Gifts aren’t just for family and friends.
They can also be for the soul of Tucson.
Arts groups have been ravaged this year, thanks to COVID-19.
The music has stopped, the drama has ceased, the dance has halted.
Among those hurting is Live Theatre Workshop, which generates 70% of its income from ticket sales. It has continued to produce plays, outdoors, with a stage in the parking lot and a limited audience watching from their cars.
“We are currently generating a fraction of a percentage of (former ticket sales) with our drive-in theater productions,” said Michael Martinez, the company’s executive director. “We had to suspend our paid internship program as well as reduce hours across the board.”
Musicians who patch together a living doing such things as teaching, playing for the symphony, and providing the soundscape for weddings and dinners, have been silenced.
Last spring, Benjamin Nisbet with the Tucson Symphony Orchestra started a GoFundMe campaign to provide relief for musicians (gofundme.com/f/tucson-musicians-covid19-relief). About $41,000 was raised and it provided help to 80 artists.
The need hasn’t dissipated so Nisbet recently relaunched that.
“With no COVID relief coming soon, we will try to help some folks out,” he said.

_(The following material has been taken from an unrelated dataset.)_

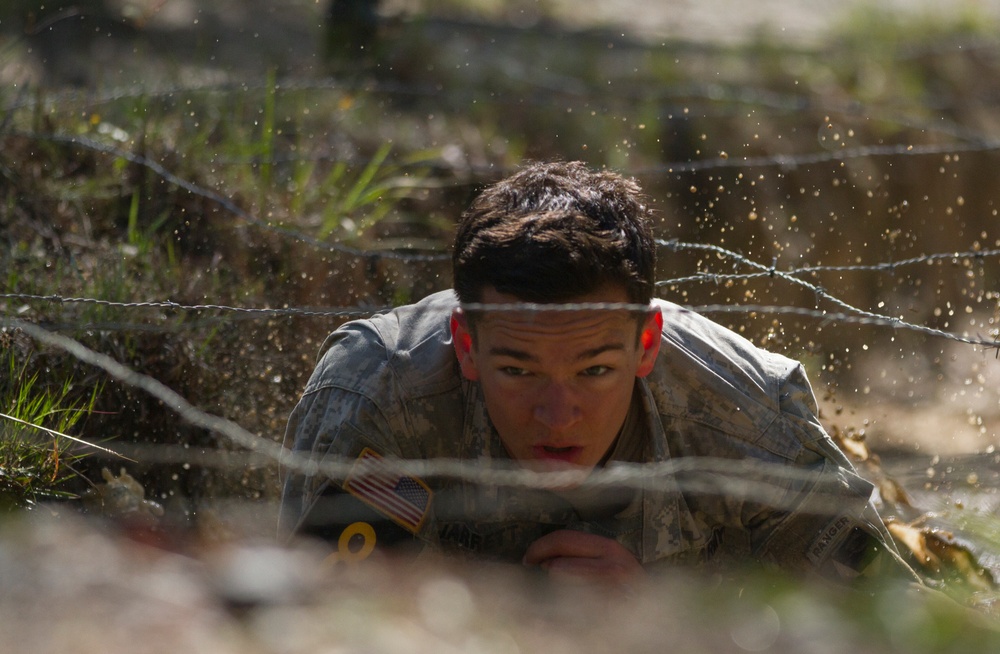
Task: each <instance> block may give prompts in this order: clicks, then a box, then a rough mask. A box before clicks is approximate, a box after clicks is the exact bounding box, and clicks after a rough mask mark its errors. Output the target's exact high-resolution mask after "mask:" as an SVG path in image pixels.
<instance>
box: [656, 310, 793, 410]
mask: <svg viewBox="0 0 1000 654" xmlns="http://www.w3.org/2000/svg"><path fill="white" fill-rule="evenodd" d="M655 302H656V305H657V306H658V307H659V308H660V312H661V313H662V314H663V341H664V343H663V345H665V346H666V348H667V356H668V358H669V357H670V356H671V355H672V356H673V359H674V363H682V364H694V365H699V366H704V367H706V368H708V369H710V370H711V371H712V372H713V373H714V374H716V375H720V376H723V377H725V378H728V379H731V380H733V381H741V382H742V383H749V384H752V385H753V386H754V387H755V388H756V389H757V390H759V391H761V392H765V393H767V392H769V391H772V390H774V389H773V386H774V384H775V383H776V382H778V381H779V380H782V379H784V378H785V377H786V376H788V375H789V374H791V373H792V372H793V371H794V370H795V369H796V368H797V367H798V365H799V364H798V362H797V361H795V360H793V359H790V358H788V357H786V356H783V355H781V354H777V353H774V352H768V351H767V350H763V349H761V348H759V347H757V346H756V345H754V344H753V343H751V342H750V341H749V340H747V339H746V338H744V337H743V336H740V335H739V334H737V333H736V332H734V331H733V330H731V329H728V328H726V327H723V326H722V325H720V324H718V323H716V322H714V321H712V320H710V319H708V318H706V317H705V316H702V315H701V314H698V313H695V312H694V311H691V310H690V309H685V308H683V307H681V306H679V305H676V304H673V303H671V302H667V301H665V300H656V301H655ZM663 345H661V347H663Z"/></svg>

Arizona Theatre Company’s main stage productions have been shuttered since March and ATC doesn’t expect to start its 54th season until later next year. A group of theater lovers have come together and agreed to match up to $250,000 in donations. That “Bring Us Back to Live” campaign ends Jan. 28.
The Rogue Theatre has lost close to $200,000 in ticket sales, says Cynthia Meier, co-founder and managing director of the company. It has come up with an innovative way to present productions — actors are in masks, the dialogue is pre-recorded — but the plays have limited audiences so that safe distancing can be maintained.
True Concord Voices & Orchestra put on a fall “bubble season” — performers were isolated for the six-week duration — that included 24 concerts performed before limited audiences.
Music Director Eric Holtan said the organization launched a special fundraising campaign to address an anticipated deficit of $180,000, which represents 25% of its annual budget.
Even with limited audiences, it is essential that music continue, he said.
“With all the darkness now, we need hope,” he said. “Music and the arts can do that.”